Come Saturday, the spheres of pop-culture geekdom will come into alignment. The first Saturday in May is traditionally held as Free Comic Book Day across the country. It's a day in which comic retailers of all types open their doors and promote literacy through — you guessed it — free comic books. And don't be fooled. Information from Scholastic said teachers have observed comic books to not only motivate reluctant readers, but the medium has benefitted comprehension, inference and memory among readers. This year's celebration happens to land on May 4. In recent years, May 4 has been held sacrosanct by sci-fi supporters who recognize it as Star Wars Day (as in May the fourth be with you — and, now you get the joke).
It's a big deal for many a comic book dealer every year, and this year's date is sure to double the day's excitement.
But Free Comic Book Day is a bit of a misnomer. The day doesn't declare each and every back issue in stock to be free of charge for 24 hours. Rather, the comic companies produce specific volumes for the day, which the local stores provide to the public without a price tag. While dozens upon dozens of such special editions will be free to you and me, they will cost the shop something to carry, because they cost the publisher something to print.
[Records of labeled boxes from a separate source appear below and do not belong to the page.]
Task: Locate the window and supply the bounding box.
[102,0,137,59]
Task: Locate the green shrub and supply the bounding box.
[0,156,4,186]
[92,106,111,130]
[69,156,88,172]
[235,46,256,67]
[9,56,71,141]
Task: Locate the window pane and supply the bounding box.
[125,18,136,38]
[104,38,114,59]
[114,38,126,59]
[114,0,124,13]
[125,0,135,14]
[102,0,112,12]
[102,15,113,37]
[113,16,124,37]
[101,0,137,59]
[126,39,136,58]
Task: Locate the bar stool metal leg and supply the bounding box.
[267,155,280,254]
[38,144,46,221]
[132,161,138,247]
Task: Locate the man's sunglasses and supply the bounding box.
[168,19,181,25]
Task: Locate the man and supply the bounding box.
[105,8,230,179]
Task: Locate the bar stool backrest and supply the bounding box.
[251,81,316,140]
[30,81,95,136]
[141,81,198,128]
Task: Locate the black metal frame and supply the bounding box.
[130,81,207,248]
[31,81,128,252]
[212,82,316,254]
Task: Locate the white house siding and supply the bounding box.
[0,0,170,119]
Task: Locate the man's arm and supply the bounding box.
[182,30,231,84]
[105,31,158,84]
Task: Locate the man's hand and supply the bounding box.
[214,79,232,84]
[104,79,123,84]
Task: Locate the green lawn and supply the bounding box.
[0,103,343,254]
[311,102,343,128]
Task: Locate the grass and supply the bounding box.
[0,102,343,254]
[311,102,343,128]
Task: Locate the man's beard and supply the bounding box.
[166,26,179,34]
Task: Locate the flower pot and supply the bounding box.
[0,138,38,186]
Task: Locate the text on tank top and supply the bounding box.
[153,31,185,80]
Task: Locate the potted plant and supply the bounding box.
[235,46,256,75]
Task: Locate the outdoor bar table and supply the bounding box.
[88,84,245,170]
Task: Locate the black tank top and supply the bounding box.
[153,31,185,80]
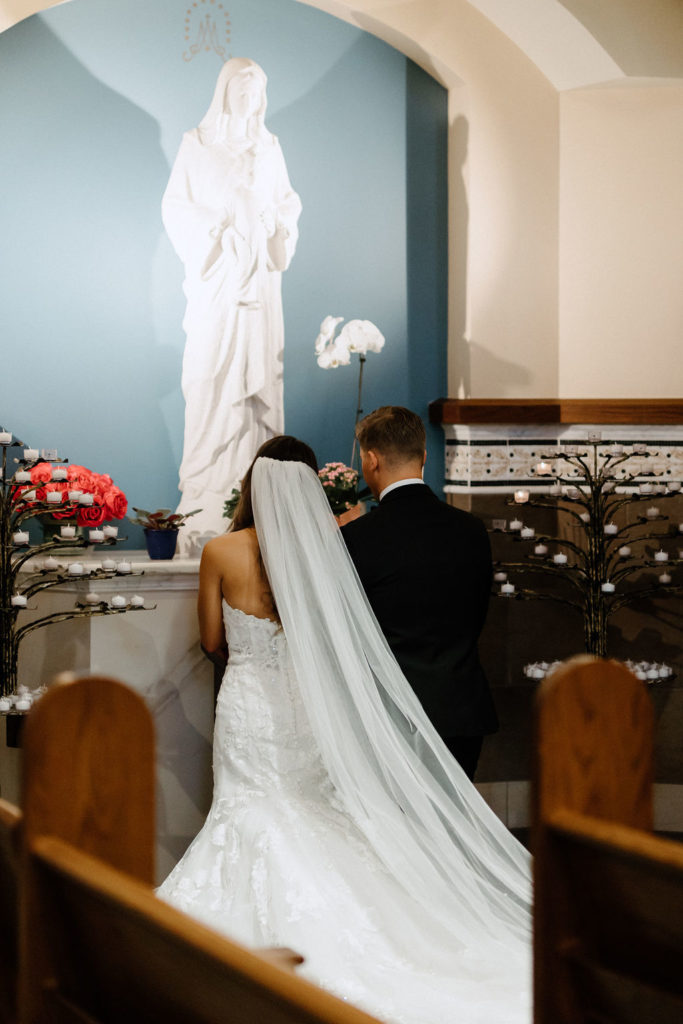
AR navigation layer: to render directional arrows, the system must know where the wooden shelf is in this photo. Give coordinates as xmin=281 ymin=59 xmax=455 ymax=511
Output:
xmin=429 ymin=398 xmax=683 ymax=425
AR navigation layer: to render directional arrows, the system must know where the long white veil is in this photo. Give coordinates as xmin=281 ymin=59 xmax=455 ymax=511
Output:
xmin=252 ymin=458 xmax=530 ymax=950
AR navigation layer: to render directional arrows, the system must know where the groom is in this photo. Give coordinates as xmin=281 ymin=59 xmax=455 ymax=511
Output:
xmin=342 ymin=406 xmax=498 ymax=778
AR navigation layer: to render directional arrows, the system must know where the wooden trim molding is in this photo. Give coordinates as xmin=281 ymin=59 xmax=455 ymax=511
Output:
xmin=429 ymin=398 xmax=683 ymax=425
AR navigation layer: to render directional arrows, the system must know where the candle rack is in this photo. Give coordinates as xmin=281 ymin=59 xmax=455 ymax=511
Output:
xmin=0 ymin=431 xmax=155 ymax=715
xmin=492 ymin=436 xmax=683 ymax=657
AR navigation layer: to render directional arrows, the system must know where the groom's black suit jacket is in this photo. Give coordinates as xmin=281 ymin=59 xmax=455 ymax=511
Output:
xmin=342 ymin=483 xmax=498 ymax=738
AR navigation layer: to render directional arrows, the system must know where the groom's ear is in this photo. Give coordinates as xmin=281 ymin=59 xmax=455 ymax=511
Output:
xmin=365 ymin=449 xmax=380 ymax=473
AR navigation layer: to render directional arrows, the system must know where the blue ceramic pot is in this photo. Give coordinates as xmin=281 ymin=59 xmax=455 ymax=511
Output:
xmin=144 ymin=529 xmax=178 ymax=559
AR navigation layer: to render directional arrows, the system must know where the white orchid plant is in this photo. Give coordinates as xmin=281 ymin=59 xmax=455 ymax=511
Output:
xmin=315 ymin=316 xmax=384 ymax=370
xmin=315 ymin=316 xmax=384 ymax=470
And frankly, things aren't too different in the world of the local newspaper. There's a temptation to focus on the free, rather than support the business. Just as some patrons of Free Comic Book Day grab their limit of the complimentary copies and make for the door, some in the public sphere have a tendency to read their (might I note, award-winning) local news, up until they are asked to pay for its production.
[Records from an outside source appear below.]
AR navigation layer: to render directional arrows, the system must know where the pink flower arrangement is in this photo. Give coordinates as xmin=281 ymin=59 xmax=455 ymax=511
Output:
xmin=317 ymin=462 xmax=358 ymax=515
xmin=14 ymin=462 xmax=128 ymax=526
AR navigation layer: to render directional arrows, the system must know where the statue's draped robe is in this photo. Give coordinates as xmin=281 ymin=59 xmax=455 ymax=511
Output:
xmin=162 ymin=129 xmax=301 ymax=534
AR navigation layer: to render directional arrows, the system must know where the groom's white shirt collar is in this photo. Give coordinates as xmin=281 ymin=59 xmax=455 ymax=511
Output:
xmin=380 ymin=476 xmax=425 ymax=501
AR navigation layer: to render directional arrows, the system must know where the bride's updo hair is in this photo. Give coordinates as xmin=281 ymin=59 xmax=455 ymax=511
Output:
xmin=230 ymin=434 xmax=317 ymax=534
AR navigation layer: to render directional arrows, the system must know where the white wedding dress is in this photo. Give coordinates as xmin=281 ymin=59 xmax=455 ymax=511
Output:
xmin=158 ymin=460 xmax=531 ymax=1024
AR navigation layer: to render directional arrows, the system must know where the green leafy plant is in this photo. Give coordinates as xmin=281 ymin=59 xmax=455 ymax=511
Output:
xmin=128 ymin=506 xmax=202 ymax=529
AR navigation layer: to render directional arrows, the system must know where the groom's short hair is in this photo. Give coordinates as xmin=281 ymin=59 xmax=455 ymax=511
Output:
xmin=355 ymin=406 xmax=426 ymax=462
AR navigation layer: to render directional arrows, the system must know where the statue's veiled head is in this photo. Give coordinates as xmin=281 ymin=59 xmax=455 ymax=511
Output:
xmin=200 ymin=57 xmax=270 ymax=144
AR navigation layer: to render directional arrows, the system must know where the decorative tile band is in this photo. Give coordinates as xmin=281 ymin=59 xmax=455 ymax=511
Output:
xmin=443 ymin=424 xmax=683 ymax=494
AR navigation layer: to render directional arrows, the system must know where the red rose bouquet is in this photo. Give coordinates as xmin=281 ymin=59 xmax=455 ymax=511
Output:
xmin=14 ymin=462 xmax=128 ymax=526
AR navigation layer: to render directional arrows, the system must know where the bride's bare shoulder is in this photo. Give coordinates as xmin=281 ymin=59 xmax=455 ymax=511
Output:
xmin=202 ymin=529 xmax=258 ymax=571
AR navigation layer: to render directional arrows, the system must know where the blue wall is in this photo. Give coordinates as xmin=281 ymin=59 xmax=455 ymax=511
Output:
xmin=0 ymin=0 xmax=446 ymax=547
The issue changed a bit in the digital age, but the temptation's the same. Gone are the days of the swarthy newspaper stand owner shouting, "Ey! You gotta' pay for dat, mac!" should a patron take a bit too long in scanning page two. Today, we need not look any farther than our own palms for the news. And, if we read through just a few too many articles on our local paper's website, there is a quiet floating box, which kindly croons, "Continue reading with a subscription," as it presents us with a pair of options — subscribe or sign in. Of course, there's the third option — that little red X in the corner — and that's what some choose.
It's obvious we want to read what the reporters have written — otherwise we wouldn't have clicked on the title in the first place. Yet, when prompted to put the quarter in the rusted Butternut Coffee can of the digital newspaper stand, we click the little red X instead and away we walk.
What we may not realize is this.
When we click that little red X, we're saying the time invested by our local reporters in covering the community may not be a service worth paying for. When we click that little red X, we're saying we have to think twice as to whether the price of phone calls to local legislators and community figures are worth hearing what they have to say. When we click that little red X, we're turning around and saying we're only interested in using the paper's website, if the publisher is willing to foot the entire bill for us.
When we click that little red X, we are taking our free comics and leaving the store.
But whereas comic shops hope to drum up support for business by promoting literacy, the very skill their product builds and relies upon, local newspapers hope to drum up support by continually promoting awareness of the community, the very subject of their pages and the very people who read it. The comic book store and the newspaper both die, if we all just wait around each year to grab our handful of freebies and go.
In both cases, we'll be left with nothing, not even the freebies. Not only will there be no one to fill you in on whether or not Superman saved Lois Lane, there will be no one to follow your nephew's team to state. There will be no one to keep your local government accountable. There will be no one to tell you everyone made it out of the building safely before the fire.
If we insist our news be given to us for free, soon there will be no news to give.